In the end, it was exhilirating to be shot at without result. By the time the eyewall reached our latitude, it had veered out to sea. We got high winds and plenty of rain, but didn’t lose power. The worst thing that happened was I aggravated a hamstring pull from before the trip, and it would slow me for the rest of our time in Ireland. It could have been far worse.
Our second week was less adventuresome, mostly due to illness: first Deb’s, then mine. This was worsened by our unfamiliarity with available cold remedies, as well as the inability of Irish pharmacists to adapt recommendations to our situation. Everything they had was probably great for someone who could take a few days of paid vacation and let the disease run its course.
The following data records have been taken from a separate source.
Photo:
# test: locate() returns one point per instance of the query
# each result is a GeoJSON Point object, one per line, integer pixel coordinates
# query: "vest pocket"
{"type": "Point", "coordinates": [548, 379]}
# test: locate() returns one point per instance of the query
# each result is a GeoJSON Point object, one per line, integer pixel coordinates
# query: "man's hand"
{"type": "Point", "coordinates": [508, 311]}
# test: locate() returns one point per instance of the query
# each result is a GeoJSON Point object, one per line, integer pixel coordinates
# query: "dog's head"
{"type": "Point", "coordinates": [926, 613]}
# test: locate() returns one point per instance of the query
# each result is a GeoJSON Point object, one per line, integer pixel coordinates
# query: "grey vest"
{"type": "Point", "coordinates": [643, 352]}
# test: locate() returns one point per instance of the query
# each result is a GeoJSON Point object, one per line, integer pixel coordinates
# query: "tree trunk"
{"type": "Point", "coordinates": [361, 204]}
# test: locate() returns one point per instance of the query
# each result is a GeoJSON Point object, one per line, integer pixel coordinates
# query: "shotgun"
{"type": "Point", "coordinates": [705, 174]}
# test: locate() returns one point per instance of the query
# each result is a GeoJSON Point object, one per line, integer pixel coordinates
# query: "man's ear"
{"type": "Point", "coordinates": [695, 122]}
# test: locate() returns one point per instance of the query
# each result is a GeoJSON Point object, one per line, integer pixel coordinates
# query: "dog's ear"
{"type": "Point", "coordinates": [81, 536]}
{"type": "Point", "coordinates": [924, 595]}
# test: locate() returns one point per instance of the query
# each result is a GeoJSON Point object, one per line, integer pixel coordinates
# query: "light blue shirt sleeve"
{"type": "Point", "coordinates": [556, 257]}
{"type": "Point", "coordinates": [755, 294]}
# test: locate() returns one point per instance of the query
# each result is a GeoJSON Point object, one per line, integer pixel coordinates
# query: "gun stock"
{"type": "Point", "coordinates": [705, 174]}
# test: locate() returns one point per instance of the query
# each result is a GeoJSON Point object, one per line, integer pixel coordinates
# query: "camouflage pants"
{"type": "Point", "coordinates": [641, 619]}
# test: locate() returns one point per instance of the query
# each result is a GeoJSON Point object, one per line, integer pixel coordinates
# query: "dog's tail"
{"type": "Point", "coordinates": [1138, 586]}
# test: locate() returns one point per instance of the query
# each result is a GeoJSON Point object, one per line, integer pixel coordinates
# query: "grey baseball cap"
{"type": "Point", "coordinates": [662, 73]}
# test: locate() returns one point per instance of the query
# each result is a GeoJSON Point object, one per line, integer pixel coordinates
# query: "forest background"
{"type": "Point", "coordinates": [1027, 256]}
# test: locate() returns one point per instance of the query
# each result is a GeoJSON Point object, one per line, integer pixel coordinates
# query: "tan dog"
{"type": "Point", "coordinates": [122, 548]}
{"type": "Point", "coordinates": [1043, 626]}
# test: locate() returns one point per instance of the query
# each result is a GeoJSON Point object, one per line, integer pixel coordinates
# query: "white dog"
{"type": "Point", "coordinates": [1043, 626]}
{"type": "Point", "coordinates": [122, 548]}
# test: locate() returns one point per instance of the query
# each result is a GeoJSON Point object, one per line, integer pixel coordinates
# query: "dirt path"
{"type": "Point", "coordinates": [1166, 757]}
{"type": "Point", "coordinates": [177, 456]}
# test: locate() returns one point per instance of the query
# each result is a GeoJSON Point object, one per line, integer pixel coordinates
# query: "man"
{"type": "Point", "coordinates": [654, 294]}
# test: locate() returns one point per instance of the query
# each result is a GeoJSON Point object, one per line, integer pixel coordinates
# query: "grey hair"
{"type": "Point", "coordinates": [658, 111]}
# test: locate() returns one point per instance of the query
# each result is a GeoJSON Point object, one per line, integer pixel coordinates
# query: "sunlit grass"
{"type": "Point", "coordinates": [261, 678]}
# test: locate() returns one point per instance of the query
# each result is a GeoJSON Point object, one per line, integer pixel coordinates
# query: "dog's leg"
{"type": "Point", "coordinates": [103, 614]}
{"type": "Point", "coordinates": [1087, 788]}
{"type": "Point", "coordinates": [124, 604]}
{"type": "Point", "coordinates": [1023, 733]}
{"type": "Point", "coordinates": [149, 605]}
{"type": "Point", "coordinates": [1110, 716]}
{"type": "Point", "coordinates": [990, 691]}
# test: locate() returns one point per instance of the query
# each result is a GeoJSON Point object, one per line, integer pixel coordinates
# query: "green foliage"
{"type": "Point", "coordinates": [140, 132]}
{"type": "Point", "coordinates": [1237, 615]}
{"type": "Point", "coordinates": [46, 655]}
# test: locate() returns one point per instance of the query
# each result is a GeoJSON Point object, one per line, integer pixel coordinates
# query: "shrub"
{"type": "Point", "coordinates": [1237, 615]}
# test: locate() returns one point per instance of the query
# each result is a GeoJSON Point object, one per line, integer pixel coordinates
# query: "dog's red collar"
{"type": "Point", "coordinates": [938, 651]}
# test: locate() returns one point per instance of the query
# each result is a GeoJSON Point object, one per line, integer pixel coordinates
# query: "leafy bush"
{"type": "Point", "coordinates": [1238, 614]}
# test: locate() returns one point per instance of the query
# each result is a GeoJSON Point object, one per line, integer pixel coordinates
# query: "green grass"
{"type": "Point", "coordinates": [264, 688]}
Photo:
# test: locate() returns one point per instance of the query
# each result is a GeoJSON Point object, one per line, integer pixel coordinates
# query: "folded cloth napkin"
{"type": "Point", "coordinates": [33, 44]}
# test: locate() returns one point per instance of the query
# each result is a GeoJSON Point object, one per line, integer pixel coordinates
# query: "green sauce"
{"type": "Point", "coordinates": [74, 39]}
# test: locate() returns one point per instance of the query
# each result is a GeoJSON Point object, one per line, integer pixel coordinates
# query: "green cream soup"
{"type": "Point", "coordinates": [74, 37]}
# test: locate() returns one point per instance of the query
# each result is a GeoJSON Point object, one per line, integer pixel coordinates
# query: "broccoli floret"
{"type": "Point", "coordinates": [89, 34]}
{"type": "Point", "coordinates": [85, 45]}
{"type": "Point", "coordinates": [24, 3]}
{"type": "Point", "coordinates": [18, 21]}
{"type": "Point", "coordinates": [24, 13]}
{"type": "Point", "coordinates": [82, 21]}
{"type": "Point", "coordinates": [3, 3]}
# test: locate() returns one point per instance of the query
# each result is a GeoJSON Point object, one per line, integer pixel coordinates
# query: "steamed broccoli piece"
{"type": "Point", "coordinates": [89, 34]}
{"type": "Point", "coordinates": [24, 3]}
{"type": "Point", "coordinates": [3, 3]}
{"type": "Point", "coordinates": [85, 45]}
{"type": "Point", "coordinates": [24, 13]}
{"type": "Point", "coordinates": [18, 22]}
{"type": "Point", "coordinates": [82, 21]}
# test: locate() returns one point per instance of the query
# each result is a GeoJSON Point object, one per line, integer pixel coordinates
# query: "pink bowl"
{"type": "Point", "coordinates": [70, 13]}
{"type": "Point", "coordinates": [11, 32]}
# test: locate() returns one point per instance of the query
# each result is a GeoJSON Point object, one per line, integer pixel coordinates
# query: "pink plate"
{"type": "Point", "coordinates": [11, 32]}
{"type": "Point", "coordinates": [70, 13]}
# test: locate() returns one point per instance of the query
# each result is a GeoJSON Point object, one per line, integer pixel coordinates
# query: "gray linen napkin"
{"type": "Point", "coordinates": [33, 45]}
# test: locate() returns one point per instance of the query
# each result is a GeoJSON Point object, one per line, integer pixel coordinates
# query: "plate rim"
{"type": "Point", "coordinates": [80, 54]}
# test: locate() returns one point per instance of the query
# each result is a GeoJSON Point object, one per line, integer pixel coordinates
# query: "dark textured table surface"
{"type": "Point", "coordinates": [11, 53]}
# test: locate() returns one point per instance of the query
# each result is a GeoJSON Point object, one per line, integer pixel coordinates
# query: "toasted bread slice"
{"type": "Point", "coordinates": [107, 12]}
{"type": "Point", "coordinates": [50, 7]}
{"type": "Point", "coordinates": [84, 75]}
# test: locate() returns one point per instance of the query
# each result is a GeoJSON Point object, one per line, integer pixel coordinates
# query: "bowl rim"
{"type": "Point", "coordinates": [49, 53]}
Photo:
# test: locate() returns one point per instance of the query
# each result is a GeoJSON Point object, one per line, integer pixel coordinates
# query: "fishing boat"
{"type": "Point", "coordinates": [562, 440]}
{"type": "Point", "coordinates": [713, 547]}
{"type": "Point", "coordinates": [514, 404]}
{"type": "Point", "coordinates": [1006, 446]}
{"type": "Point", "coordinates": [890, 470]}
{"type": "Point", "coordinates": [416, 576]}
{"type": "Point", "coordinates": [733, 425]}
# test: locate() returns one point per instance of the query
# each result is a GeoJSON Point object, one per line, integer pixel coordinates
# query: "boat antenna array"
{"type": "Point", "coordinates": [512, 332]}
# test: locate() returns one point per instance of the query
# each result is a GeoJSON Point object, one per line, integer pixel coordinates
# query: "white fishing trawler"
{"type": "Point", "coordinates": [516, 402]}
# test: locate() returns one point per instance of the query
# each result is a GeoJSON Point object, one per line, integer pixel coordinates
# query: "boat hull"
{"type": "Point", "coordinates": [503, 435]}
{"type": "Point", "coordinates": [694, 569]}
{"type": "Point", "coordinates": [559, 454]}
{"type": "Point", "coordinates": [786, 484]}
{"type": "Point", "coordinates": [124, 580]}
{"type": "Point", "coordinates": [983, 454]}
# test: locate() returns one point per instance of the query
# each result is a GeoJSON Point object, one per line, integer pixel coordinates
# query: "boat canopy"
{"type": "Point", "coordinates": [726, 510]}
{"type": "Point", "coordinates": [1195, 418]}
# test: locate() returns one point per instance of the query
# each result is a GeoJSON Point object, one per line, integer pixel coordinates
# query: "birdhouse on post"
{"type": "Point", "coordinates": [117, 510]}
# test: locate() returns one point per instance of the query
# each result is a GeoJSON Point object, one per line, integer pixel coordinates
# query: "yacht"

They were not equipped to help people who would be glad to suppress as many symptoms as possible and save up the suffering for later. We had to buy a random assortment of medications with which to experiment. By the time she began to feel better, I was feeling horrible, and that’s how it was when I entered the airport for the twenty-two-hour trip home. (Fourteen hours in airplanes, four in a layover, three at the airport before, one riding home with our house-sitter back in Portland.) Our second town had more amenities than Leitir, but much less charm, and pubs are less fun without your wife. She felt up to some exploration a couple of times, so we had to settle for that.
In future installments, I’ll get to some of our other observations, and Ireland’s peculiarities for the traveler.